How progressives have slid into antisemitism
The daughter of Egyptian and Iraqi parents, Rachel Wahba gravitated to progressive causes when she moved to the US. But she soon found out you could not be a progressive and also be a proud Jew and Zionist. She has witnessed a slide into outright antisemitism among her friends and colleagues. Read her blog in Times of Israel:
Antisemitism never stays in one lane. It is no longer limited to racists chanting “Jews will not replace us” in Charlottesville or Nazis marching in Skokie. No group is immune to the “world’s oldest hatred,” repackaged today as “anti-Zionism.” We are told we cannot be both a Zionist and a Feminist, that we cannot bring a Rainbow Flag with a Star of David to a Pride Parade.

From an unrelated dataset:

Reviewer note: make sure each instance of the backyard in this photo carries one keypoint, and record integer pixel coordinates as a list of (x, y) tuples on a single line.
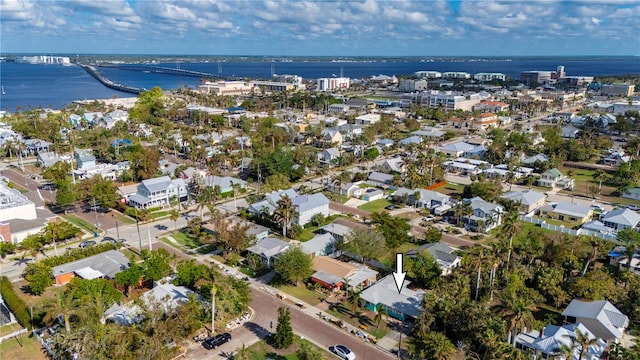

Given my background as a stateless Egyptian/Iraqi Jew schooled in International Catholic and Protestant missionary schools as a curombo gaigin (darky foreigner) in Japan, coupled with my particular personality, I resonated with all civil rights movements once I landed in California, on my Red Cross student visa.
With my layered background of my parent’s and grandparents’ flight from Arab lands because they were Jews, and my personal experience of anti-Jewish prejudice growing up in Christian schools, I heard the antisemitism in responses to my Magen David.
“Why do you have to make yourself ‘different’ by wearing that (Star of David)?’initially took me by surprise. And “does it have to be so big?”